Dari semua tempat yang bisa dijadikan untuk bersembunyi, Eliz benar-benar memilih tempat yang paling susah. Bukan paling susah ditemukan, melainkan paling susah untuk mengambil kembali barang yang disembunyikan itu. Kenapa harus diselipkan sangat dalam? Kenapa kepala kuncinya tidak tembus ke dalam laci? Sebenarnya menembus kemana kepala kunci itu?

Dengan kesal Hana melepaskan ikatan rambutnya yang sudah berantakkan lalu menggulungnya kembali di atas kepala. Jam sekolah sudah berakhir sekitar satu setengah jam yang lalu, anak-anak yang piket juga sudah pulang semua, jadi tinggal Hana sendirian di dalam kelas yang panas, dengan keringat bercucuran dan perasaan kesal mengutuk hantu dalam hati.

Ketika kuku ibu jarinya sobek menyusul kuku jari telunjuk, barulah otaknya akhirnya memberikan ide padanya untuk meminjam peralatan dari Mang Didit, pengurus dan penjaga sekolah. Hana menepok dahinya, kenapa hal itu tidak terpikirkannya sedari tadi?

Merangkak keluar dari kolong meja, Hana keluar kelas sembari meneriakkan nama Mang Didit.

***

Meneliti kunci yang akhirnya bisa dikeluarkan dengan bantuan tang buaya milik Mang Didit, Hana mengerutkan dahi, bertanya-tanya kira-kira itu kunci apa.
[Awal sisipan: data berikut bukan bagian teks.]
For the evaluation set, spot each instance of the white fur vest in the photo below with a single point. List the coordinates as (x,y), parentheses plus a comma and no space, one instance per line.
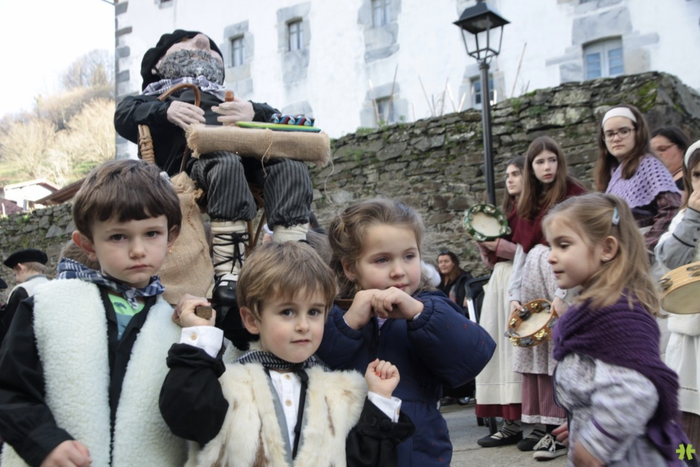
(251,434)
(71,337)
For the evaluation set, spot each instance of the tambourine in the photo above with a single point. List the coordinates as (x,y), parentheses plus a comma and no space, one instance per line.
(680,290)
(485,222)
(532,324)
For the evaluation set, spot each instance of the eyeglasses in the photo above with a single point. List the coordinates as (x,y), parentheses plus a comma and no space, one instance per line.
(623,132)
(664,148)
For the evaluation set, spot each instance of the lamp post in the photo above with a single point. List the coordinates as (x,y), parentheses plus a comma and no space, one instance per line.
(482,32)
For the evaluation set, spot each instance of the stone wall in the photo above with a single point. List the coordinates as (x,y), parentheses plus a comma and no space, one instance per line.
(436,165)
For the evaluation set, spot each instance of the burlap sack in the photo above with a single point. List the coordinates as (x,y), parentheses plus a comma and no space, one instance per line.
(188,267)
(261,144)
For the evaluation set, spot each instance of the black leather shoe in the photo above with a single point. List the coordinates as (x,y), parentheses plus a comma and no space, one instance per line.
(497,439)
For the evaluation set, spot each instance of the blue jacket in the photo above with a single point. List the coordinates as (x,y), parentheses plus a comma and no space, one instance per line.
(441,347)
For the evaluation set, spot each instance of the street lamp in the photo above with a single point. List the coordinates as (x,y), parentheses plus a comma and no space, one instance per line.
(482,32)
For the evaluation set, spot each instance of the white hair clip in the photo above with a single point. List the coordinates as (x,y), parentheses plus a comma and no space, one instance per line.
(616,217)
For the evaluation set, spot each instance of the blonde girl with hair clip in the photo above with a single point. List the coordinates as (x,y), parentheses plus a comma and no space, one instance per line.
(676,248)
(395,314)
(626,167)
(621,399)
(546,182)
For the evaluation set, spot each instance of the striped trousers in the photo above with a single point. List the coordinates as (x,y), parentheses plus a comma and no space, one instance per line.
(224,178)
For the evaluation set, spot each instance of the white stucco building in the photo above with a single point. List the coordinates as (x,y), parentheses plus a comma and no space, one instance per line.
(333,59)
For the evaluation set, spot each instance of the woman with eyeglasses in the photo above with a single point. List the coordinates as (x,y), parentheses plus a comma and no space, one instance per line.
(670,144)
(627,168)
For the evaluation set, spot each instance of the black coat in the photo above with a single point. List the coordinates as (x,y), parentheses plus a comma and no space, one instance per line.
(194,407)
(460,284)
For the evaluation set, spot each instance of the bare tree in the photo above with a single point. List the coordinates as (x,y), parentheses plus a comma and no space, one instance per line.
(89,136)
(27,147)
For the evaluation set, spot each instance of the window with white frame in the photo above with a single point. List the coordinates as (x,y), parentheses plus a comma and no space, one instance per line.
(385,109)
(477,94)
(296,35)
(237,51)
(381,13)
(603,59)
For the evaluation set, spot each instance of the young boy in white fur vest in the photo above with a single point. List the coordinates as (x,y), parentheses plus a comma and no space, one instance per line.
(277,404)
(82,363)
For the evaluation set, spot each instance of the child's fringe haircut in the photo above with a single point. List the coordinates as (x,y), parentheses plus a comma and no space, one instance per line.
(591,217)
(280,271)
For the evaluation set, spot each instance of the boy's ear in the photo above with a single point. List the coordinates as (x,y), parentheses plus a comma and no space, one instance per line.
(349,271)
(610,248)
(85,244)
(249,321)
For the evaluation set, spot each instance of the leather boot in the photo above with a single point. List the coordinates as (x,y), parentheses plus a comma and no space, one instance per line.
(229,243)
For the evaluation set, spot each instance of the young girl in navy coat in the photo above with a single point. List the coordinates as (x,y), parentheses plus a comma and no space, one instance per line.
(395,316)
(621,399)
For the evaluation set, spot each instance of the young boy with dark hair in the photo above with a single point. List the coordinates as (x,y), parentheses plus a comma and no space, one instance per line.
(82,363)
(277,404)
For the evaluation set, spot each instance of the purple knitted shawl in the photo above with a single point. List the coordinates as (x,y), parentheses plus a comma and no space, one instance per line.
(627,337)
(651,178)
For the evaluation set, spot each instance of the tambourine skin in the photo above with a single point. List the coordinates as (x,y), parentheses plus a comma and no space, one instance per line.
(680,290)
(485,222)
(536,318)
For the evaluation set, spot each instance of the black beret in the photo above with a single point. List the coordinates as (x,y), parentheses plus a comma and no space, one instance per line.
(26,256)
(166,41)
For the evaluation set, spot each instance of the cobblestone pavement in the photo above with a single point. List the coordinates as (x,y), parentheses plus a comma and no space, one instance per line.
(464,432)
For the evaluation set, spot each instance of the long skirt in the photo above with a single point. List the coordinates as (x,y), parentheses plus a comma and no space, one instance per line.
(498,387)
(682,356)
(537,363)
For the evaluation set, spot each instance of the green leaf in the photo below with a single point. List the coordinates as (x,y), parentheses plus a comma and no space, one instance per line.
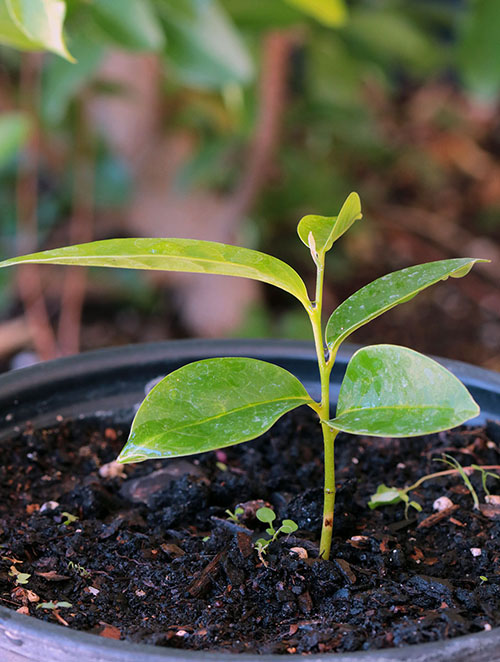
(131,24)
(211,404)
(54,605)
(14,131)
(175,255)
(387,292)
(34,25)
(385,496)
(326,230)
(392,391)
(63,81)
(204,48)
(332,13)
(266,515)
(288,526)
(478,53)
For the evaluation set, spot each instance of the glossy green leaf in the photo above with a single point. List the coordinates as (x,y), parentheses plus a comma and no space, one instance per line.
(34,25)
(325,230)
(14,131)
(332,13)
(131,24)
(392,391)
(387,292)
(211,404)
(175,255)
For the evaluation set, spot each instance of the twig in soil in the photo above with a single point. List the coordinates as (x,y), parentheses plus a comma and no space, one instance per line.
(208,573)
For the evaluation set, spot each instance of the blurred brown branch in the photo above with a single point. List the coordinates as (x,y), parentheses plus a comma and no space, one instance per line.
(81,231)
(28,277)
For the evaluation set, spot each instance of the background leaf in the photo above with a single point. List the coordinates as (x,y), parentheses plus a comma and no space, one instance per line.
(211,404)
(34,25)
(14,131)
(478,50)
(332,13)
(131,24)
(191,255)
(62,81)
(387,292)
(396,392)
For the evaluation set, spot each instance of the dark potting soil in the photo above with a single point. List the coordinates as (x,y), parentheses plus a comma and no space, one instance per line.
(145,552)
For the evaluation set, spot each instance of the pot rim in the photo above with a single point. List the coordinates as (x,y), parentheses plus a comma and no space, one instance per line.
(19,634)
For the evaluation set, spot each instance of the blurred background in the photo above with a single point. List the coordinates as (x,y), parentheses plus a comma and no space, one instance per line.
(228,120)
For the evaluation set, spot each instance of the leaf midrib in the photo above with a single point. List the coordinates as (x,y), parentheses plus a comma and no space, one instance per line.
(304,399)
(364,409)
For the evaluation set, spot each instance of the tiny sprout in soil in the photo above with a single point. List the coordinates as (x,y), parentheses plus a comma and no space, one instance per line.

Eliz tidak meninggalkan jejak yang menjelaskannya dan satu-satunya petunjuk pada kunci itu hanyalah empat digit nomer yang terukir di kepala kunci.

1013.

Ulang tahun Jimin.

Hana terkekeh.

"Kakak, kalau mau memberi petunjuk jangan 10%-10% begini, dong. Bikin malas, tahu?" gerutu Hana, diikuti decakan lidah sambil memasukkan kunci itu ke saku kemejanya.

"Hanabi?"

"Aaaaahhh!!!!"

Hana tidak berpikir akan ada orang yang datang, jadi ketika sebuah suara tiba-tiba terdengar dari belakangnya, gadis itu terkejut, berjingkat sampai kepalanya membentur meja.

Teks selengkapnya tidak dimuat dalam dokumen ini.